In a significant stride for Brazilian AI technology, a national startup has unveiled MariTalk: an artificial intelligence chatbot entirely in Portuguese, rivaling its international counterparts. This breakthrough comes amidst the dominance of giants like OpenAI’s ChatGPT, backed by Microsoft, in an attempt to compete.
Six years ago, a team of researchers at the State University of Campinas (Unicamp) in São Paulo delved deep into AI studies. Just a month before OpenAI’s ChatGPT launch, they established a startup dedicated to AI development. Fast forward to May 2023, and their efforts bore fruit with MariTalk, the 100% Brazilian AI chatbot now freely accessible online. Similarly to ChatGPT, MariTalk is trained to assist in various tasks, from tackling exams like Enem(Brazil’s National Student Performance Exam) to understanding laws, all in native Portuguese(although the bot is capable of speaking english and other languages).
The brain behind MariTalk is Dr. Rodrigo Nogueira, a computer science Ph.D. and volunteer professor at Unicamp, Brazil, alongside his colleague Ramon Pires and researchers Hugo Abonizio, Thales Almeida, and Thiago Laitz, forming the Maritaca AI startup. Their ambition? To be Brazil’s answer to OpenAI on the global AI stage.
In a conversation with SBT News, the team shared insights into the startup’s challenges, including MariTalk’s development and their work on an AI that generates images akin to OpenAI’s DALL-E.
Rodrigo Nogueira’s story
Rodrigo Nogueira started working with AI in 2012, when he was in the image field, which was the first major AI boom. There, they successfully identified whether a fingerprint was real or fake. This turned into a product that is special for various companies. In 2018, they started working with a language model.
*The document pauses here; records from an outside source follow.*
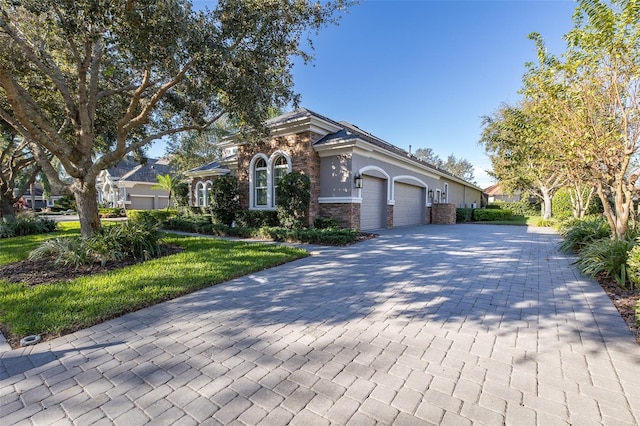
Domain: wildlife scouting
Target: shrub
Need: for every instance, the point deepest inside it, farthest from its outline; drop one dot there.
(325, 222)
(561, 205)
(224, 199)
(27, 226)
(257, 218)
(491, 215)
(606, 256)
(633, 268)
(107, 212)
(519, 208)
(66, 202)
(579, 233)
(109, 243)
(135, 240)
(329, 236)
(150, 217)
(69, 251)
(464, 215)
(293, 196)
At that time, they were not large, but small language models. They launched the first Brazilian language model, focused on Portuguese, called BERTimbau. Today, it has more than 10 million downloads on their website.
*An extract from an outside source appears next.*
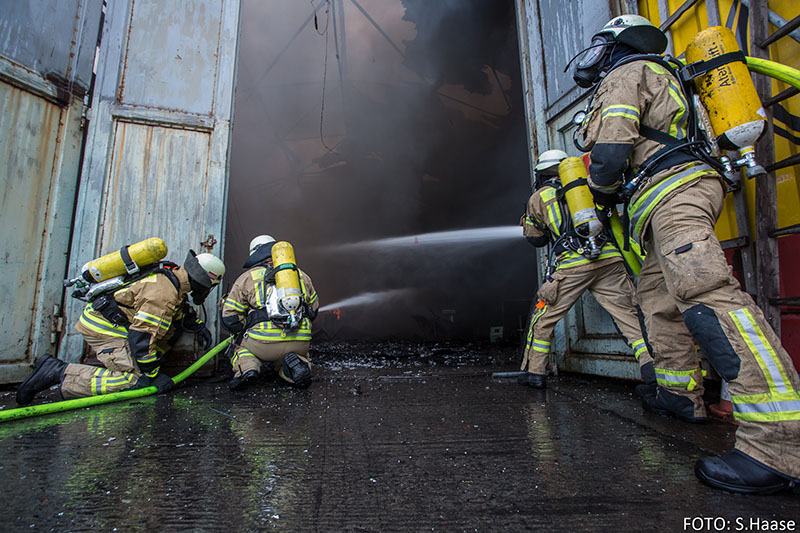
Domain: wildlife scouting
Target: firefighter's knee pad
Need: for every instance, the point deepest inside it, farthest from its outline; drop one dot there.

Rodrigo graduated in the United States, then returned to Brazil and worked for a series of other companies. The entire team with him were people who worked in other companies, and then he made the decision to create Maritaca and convinced them to work with them. They received a $1 million Ad Grants from Google, to spend on Google Cloud. Google also gave them access to their computers for training. It was a huge impact.
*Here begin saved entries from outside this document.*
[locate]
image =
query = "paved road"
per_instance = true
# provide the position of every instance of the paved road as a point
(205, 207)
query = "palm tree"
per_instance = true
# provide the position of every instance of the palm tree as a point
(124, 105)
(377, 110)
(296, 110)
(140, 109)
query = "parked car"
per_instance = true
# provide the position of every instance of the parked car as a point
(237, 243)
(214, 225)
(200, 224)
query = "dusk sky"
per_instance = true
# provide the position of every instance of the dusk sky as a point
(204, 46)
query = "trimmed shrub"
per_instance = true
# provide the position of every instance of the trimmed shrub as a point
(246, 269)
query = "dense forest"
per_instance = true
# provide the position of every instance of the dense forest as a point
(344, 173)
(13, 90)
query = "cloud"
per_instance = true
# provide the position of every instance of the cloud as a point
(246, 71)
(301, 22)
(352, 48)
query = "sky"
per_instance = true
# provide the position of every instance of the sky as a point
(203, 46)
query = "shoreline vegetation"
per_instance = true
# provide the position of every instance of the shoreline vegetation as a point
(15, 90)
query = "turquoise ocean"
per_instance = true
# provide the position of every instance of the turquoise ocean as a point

This culminated in Sabiá-2, which is performing better than GPT 3.5 Turbo. But unlike GPT 4, because of the specialization in Portuguese, they can provide much better service for the brazilian market, also offering radically cheaper prices(ranging from $0.25 to $5 per million tokens, while GPT4’s API costs a minimum of 10$ per million tokens)
Rodrigo and his team are focused on keeping the model up-to-date so that the chatbot stays informed about recent events. This approach stands out from typical language models that have a fixed knowledge limit. For instance, OpenAI’s GPT-3.5 model knowledge goes until 2021, while GPT-4 covers events until October 2023(although some versions of the chatbot are up to August or December of last year)
Their goal is to create a continuous learning model at Maritaca, ensuring it learns about new events(from say, a week ago) while retaining knowledge of past ones.
Additionally, the team aims to empower users by allowing them to customize the models with their own data. This way, users can gain insights into topics they’re interested in. Looking ahead, they plan to introduce multimodal models incorporating both images and text, similar to Google’s Bard.
Maritaca AI Overview
- Founded: October 2022, in Campinas (SP)
- Founder & CEO: Rodrigo Nogueira
- Team Members: Ramon Pires (researcher), Hugo Abonizio (researcher), Thales Almeida (researcher), and Thiago Laitz (researcher)
Based in Campinas, São Paulo, Maritaca AI emerged just before OpenAI’s ChatGPT launch, focusing on AI domains and languages. Their expertise spans advanced AI research, large language models (LLM), and natural language processing in Portuguese. MariTalk’s launch in May 2023 marked a significant milestone in Brazilian AI innovation.